The results obtained so far show the usefulness of similarity to enrich a lexicon, for example, when identifying words regarding their diffuse classification or when determining the intensity of words that belong to a same affective category. Regarding this, it is possible to add words that do not have affective ancestors to a lexicon tagged with intensities using synonymy relationships. For this, it is important to identify the words that will be used as pivots. Although an antonym was used in this work, we believe that an intensity analysis requires a pivot that provides more meaningful information and that reduces the problem of metric's calculation based on IC, explained in the previous section. A priori, we believe it would be possible to obtain better results if a word with an opposite affective sense is used. For example, using Plutchik's taxonomy (8 emotions), this would require the re-classification of the lexicon based on Ekman's taxonomy (6 emotions).

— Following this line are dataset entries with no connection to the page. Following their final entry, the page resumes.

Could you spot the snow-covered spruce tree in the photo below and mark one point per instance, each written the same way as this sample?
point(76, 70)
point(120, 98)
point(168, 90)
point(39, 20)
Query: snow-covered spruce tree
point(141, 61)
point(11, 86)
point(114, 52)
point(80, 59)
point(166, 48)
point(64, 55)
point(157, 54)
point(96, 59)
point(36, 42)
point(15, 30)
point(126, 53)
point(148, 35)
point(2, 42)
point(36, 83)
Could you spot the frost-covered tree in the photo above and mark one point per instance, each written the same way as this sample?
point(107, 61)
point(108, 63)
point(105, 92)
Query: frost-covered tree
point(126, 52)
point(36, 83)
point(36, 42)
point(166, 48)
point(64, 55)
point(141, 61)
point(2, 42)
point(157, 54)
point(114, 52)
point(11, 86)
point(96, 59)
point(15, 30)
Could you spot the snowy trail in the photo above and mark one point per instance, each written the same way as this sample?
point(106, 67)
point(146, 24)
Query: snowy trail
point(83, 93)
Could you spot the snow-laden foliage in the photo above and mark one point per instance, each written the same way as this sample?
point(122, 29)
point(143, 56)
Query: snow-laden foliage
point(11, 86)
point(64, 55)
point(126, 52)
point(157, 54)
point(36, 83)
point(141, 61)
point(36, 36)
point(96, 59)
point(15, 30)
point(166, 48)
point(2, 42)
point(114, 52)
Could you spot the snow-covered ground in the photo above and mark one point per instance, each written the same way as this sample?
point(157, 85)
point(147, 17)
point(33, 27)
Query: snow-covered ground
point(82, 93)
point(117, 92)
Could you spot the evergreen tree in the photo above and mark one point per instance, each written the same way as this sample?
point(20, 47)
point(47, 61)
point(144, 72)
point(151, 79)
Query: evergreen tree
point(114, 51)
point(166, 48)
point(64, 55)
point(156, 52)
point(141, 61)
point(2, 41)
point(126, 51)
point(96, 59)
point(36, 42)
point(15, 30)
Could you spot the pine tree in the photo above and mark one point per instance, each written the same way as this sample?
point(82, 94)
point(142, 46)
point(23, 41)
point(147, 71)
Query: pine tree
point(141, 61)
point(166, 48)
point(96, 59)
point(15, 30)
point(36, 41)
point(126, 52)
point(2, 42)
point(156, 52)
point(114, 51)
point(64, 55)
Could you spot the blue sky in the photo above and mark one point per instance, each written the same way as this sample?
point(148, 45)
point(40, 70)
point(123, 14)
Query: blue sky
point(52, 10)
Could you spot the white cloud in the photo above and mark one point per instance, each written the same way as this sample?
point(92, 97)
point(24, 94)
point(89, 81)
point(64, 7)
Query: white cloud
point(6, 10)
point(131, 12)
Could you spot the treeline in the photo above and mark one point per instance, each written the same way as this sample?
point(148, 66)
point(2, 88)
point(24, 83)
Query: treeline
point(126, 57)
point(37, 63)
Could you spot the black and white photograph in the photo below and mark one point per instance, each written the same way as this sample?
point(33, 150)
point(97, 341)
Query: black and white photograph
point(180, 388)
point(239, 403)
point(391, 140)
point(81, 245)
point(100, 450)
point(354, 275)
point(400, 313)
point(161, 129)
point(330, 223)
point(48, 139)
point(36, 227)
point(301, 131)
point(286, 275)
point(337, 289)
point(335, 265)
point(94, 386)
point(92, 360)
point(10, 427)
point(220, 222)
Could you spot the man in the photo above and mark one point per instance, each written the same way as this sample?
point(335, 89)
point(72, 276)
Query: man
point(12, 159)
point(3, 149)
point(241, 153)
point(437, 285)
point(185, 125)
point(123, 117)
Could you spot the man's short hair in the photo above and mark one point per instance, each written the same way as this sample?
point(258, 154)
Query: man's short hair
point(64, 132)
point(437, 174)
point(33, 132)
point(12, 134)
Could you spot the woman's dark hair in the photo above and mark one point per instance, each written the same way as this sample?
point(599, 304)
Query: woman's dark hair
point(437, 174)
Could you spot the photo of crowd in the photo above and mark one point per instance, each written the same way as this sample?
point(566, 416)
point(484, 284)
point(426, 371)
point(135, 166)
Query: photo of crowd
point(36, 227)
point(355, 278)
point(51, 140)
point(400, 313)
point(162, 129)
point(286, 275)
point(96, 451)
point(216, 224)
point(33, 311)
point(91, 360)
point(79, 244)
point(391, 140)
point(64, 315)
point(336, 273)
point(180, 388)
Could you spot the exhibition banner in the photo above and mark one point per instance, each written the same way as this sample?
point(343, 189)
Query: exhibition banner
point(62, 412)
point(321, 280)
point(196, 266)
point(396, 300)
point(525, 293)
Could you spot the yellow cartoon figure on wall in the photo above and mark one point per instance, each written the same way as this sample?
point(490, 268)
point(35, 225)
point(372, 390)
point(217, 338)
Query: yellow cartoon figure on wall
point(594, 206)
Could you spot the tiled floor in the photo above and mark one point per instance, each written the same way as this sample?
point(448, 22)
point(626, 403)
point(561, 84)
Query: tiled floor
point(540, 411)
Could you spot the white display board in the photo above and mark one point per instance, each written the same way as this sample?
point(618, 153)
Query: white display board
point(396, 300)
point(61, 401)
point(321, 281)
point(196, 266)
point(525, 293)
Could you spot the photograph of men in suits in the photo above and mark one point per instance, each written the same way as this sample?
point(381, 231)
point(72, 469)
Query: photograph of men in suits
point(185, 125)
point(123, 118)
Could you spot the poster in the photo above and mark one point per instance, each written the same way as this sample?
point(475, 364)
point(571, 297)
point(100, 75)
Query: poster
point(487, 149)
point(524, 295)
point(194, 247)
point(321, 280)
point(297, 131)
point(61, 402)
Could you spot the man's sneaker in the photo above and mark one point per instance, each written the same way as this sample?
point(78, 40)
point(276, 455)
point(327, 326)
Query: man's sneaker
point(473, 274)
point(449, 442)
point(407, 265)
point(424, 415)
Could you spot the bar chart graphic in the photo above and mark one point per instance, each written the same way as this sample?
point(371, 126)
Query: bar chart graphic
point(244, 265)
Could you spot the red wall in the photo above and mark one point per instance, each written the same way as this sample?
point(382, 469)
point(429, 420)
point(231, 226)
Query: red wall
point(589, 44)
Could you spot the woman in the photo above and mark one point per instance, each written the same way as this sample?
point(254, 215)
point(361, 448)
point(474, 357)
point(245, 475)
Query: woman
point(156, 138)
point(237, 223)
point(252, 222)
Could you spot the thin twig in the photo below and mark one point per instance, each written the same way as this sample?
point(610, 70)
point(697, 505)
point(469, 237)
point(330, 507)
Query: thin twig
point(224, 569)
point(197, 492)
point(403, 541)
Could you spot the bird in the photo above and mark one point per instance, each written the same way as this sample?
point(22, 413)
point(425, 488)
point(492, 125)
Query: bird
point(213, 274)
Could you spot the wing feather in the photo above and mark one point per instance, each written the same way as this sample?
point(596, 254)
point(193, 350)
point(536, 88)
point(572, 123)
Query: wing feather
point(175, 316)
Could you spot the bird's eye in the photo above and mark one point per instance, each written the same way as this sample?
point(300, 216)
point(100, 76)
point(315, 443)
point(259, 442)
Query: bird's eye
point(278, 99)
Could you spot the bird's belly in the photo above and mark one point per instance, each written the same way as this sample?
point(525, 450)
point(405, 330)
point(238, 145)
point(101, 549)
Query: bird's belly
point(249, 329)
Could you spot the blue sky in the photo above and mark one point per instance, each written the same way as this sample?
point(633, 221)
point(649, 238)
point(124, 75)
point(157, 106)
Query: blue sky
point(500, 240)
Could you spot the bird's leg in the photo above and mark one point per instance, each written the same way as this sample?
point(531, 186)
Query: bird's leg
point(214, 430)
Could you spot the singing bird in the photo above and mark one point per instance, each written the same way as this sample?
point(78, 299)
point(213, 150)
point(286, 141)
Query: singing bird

The existence of mechanisms that improve the treatment of antonym relationships in WordNet, as well as the implementation of other similarity semantic metrics, would allow, with less effort, to improve affective knowledge bases, such as lexicons or dictionaries, considering, for example, the use of relationships of transitivity and of the semantic type for the analysis of knowledge structures.